For myself, such a revelation was most recently gained as I sat, as I all too often do, watching the news – in my case, the BBC of course – just a few weeks ago. The familiar talk that has so numbed us in the past was of another military build-up, this time – or one might say, once again – in the Gulf region of the Middle East as Western countries grow – once again – anxious about the development of atomic power in the Muslim country of Iran…
And then, in typical broadcast fashion, the screen showed the latest state of the art in military might as a large American warship unleashed wave after wave of smaller troop vessels upon the waters. Albeit this was just another military exercise but I imagine at least part of the intent was to bring the viewer a sense of relief and reassurance as America showed its strength the other side of the globe.
But catching me unawares, I did not focus on the naval ship or the small amphibious craft spilling onto the open seas, but instead upon the seas themselves: the ocean - this natural backdrop of Mother Earth here being used once more for the recklessness of man.
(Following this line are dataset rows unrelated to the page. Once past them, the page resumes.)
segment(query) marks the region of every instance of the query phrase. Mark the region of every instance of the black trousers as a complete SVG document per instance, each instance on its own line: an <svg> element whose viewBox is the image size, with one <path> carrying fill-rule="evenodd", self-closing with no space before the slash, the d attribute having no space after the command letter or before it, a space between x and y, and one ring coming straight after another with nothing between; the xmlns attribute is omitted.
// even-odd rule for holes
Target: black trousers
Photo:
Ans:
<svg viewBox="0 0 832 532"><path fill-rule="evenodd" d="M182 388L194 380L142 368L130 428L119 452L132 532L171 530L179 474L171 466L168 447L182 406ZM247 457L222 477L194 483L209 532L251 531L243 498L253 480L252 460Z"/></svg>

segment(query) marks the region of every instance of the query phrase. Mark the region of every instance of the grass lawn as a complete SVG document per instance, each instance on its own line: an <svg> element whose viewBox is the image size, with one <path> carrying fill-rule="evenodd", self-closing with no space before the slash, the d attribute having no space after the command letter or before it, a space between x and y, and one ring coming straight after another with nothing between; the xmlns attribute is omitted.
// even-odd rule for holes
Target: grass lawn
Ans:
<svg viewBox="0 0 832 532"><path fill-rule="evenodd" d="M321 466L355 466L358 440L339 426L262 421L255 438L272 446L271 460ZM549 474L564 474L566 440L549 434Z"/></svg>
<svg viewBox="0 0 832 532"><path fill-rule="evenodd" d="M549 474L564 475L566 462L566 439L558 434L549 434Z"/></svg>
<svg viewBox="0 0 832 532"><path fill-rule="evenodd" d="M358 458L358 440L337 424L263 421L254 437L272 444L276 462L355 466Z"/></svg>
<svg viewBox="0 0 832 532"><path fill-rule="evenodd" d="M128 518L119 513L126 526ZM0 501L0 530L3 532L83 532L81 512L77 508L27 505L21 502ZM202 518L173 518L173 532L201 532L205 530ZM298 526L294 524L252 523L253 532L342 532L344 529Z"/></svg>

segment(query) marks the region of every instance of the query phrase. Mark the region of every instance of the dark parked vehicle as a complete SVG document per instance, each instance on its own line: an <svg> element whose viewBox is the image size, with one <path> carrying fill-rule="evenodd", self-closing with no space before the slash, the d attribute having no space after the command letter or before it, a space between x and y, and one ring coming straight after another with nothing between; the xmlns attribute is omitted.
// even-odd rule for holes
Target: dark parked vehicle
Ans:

And in the brief moments that followed, now no longer paying attention to the story unfolding on the screen, my mind ran over how we have so completely failed to develop an appreciation of the seas – and dare I say, a “Spiritual consciousness” of the aquatic life harbored within those seas, instead feeling it our inherent right and our prerogative to pollute and plunder the oceans with a gross and wanton abandon to the point of almost utter depletion of their life and resources; and how, in centuries past, we have with savage, blood-curdling cruelty slaughtered literally millions of the giant beasts held within the depths of those seas, the mighty whale, such as we now unleash upon the poor, unsuspecting tuna, the dolphins, and other no less wonderful creatures of the sea. And then as the reporter closed out his piece, my mind pictured the no less threatened creatures of the Earth and its land equally no more spared the dominion of wrathful man, and it caused me to further reflect how far we have fallen from that mythical Garden of Eden from whence, we are presumed, to have once come.
And what is perhaps even worse than this is that as a human species – and dare I say “a human family” – we no longer seem to care; it no longer appears to trouble us; and instead of feeling a collective sense of guilt and shame of how we have so fallen from that Garden, that Earthly Paradise, we hold ourselves up as the mighty and the proud, as if God – if God should any longer matter or even exist – would be pleased with what has been created in Its own image.
And as I continue to reflect upon these things in a world where we have, to my present way of thinking, become so ill – so horribly, mentally ill that we no longer know how ill we are; embroiled in war and thoughts of further war and conflict; of flawed ideologies inciting competition and possession, together spawning the disparate twins of poverty and greed; and so many other un-natural ailments brought on by the ignorance, weakness and limitations of man that Paradise, to which we still pretend to aspire, were we to encounter it, we would not recognize until it became so shockingly apparent that we felt once again our tragic shame and pitiful nakedness, and separation from a God that had always dwelt there just as It dwells silently within us now, and all around us in the creatures of the Earth and in the Earth itself; and Which had never deserted us even though we had so evidently deserted It in the ultimate extreme of all our follies in choosing freewill, and thus sparking the inevitable downfall from that allegorical Garden of Perfection all those many eons ago, as if to try and suggest we could improve upon it!